Dagli Stati Uniti, nazione che fino a non molti anni fa veniva indicata come luogo simbolo delle lotte per i diritti civili, e che all’indomani dell’elezione di Barack Obama sembrava aver definitivamente superato i fantasmi della discriminazione razziale, arrivano ogni giorno storie di violenze e ingiustizie operate da parte delle forze dell’ordine nei confronti di persone di colore. In Italia più che il colore sembrano contare (come spesso accade dalle nostre parti) le conoscenze. E così, per un’escort appena maggiorenne che fa la vita della milionaria tra il Messico e Dubai, ci sono i vari Giuseppe Uva, i Federico Aldovardi, gli Stefano Cucchi, entrati da cittadini liberi in un edificio dello Stato e usciti senza vita, senza giustizia e perennemente privati della propria dignità.
In epoche come la nostra in cui esistono minoranze arroganti che non vogliono perdere i propri privilegi e che anzi vogliono aumentarli, e masse sempre meno protette che invece rischiano di venire definitivamente schiacciate sotto la spinta di ingranaggi che non comprendono, diviene fondamentale per ogni individuo sapere da che parte stare, e di conseguenza segnare sul terreno argilloso del nuovo millennio una linea ben riconoscibile che nessuno dovrebbe mai oltrepassare.
In fondo, per quanto numerose siano le barbarie del passato che pensiamo di esserci lasciati alle spalle, ce ne sono altrettante ad attenderci dietro gli angoli del nostro futuro, e di conseguenza vigilare, tenendo presente il principio secondo il quale il rispetto di sé passa in primo luogo attraverso quello dell’altro, dovrebbe essere uno dei cardini su cui basare le nostre parole e le nostre azioni.

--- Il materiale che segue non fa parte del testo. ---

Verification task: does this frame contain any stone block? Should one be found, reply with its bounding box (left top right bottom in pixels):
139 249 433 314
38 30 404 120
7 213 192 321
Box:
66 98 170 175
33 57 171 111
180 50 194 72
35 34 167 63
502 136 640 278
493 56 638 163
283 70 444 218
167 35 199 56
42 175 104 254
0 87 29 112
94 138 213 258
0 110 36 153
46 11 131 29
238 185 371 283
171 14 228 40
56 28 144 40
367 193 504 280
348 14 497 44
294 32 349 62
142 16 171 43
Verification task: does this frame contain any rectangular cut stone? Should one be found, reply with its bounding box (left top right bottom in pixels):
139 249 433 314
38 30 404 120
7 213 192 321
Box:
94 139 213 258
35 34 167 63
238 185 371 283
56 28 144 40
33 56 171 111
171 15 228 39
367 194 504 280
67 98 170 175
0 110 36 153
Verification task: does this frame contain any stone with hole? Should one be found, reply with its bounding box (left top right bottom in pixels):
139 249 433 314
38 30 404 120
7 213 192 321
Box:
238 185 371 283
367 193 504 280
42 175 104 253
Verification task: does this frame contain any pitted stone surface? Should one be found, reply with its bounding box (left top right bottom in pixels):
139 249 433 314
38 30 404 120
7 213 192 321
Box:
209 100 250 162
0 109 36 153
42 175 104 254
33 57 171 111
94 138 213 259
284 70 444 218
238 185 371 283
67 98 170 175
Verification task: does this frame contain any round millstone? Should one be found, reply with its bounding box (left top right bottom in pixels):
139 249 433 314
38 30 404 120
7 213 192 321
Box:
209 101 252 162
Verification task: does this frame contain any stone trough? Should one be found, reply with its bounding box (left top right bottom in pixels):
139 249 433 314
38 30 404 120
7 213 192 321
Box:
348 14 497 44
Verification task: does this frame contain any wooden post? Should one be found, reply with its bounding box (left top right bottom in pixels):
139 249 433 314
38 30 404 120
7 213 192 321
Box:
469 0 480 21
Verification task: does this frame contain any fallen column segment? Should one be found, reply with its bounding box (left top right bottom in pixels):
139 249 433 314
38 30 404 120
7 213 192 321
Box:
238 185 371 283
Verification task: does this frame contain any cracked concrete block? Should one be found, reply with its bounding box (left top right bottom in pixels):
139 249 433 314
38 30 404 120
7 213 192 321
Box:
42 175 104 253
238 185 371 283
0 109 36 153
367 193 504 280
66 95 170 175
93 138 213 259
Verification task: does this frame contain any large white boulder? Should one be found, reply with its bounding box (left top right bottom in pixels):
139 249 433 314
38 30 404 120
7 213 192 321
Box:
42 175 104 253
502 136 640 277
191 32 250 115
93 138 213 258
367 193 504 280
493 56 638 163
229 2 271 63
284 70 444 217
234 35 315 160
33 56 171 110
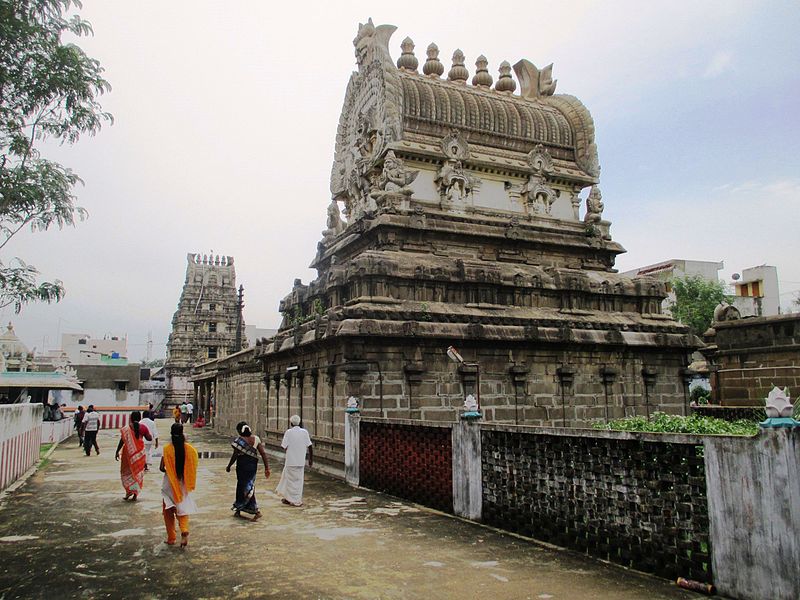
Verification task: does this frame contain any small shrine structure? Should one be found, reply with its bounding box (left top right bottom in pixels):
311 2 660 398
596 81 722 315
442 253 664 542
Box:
247 21 699 457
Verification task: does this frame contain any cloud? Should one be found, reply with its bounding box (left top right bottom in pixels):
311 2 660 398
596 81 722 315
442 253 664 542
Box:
703 50 733 79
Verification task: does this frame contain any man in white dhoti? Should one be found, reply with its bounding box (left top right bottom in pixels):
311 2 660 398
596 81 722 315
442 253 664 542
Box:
275 415 314 506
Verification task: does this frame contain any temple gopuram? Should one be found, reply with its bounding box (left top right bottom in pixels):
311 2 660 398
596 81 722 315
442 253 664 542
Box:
209 21 699 462
164 253 244 408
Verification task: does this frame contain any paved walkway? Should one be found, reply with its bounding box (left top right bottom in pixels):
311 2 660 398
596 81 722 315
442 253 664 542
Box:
0 420 700 600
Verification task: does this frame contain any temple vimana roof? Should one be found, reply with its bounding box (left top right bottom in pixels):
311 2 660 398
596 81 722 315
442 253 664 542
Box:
258 20 693 356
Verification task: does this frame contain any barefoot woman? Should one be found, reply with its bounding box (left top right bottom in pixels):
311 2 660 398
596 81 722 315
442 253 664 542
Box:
225 421 269 521
114 410 153 501
159 423 197 548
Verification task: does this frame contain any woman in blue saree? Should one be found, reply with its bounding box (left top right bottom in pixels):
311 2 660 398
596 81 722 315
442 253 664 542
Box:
225 421 269 521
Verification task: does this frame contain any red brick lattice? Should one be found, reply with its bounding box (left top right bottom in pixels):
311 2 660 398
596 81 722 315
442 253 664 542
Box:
359 421 453 513
481 431 712 583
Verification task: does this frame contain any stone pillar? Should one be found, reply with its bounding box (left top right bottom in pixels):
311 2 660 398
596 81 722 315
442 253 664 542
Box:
642 367 658 419
344 412 361 487
452 419 483 521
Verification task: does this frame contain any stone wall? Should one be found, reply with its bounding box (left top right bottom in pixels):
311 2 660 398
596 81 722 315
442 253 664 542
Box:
705 428 800 600
703 313 800 406
346 415 800 600
691 404 767 422
481 428 712 582
359 422 453 512
0 403 44 491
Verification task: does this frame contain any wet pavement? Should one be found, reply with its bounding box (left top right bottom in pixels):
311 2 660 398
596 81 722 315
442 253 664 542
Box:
0 420 701 600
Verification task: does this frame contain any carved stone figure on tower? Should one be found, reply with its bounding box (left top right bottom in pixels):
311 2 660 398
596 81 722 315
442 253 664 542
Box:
434 158 473 201
370 150 419 208
322 199 347 243
520 174 556 215
583 185 603 223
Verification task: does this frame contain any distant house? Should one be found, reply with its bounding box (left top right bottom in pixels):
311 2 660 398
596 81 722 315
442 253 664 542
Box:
733 265 781 317
623 258 780 317
61 333 141 408
623 258 725 314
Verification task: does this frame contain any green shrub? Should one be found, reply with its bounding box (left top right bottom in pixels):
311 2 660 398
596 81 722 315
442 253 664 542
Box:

Da una parte intere cittadine inglesi sono state messe sotto il controllo di telecamere CCTV, facendo sorgere un dibattito (poco vivace a dire il vero) tra chi dimostra (dati alla mano) una drastica diminuzione della criminalità e chi invece paventa scenari da Grande Fratello, nei quali la privacy e i diritti del singolo verranno sacrificati a quelli di chi avrà il controllo delle telecamere. Dall’altra ancora una volta noi, l’Italia: un pc negli uffici del Comune di Roma all’interno del quale con ogni probabilità si trovavano elementi d’indagine molto importanti nell’ambito dell’inchiesta “Mondo di Mezzo” è stato rubato nottetempo, le telecamere di sorveglianza, ovviamente, non erano funzionanti.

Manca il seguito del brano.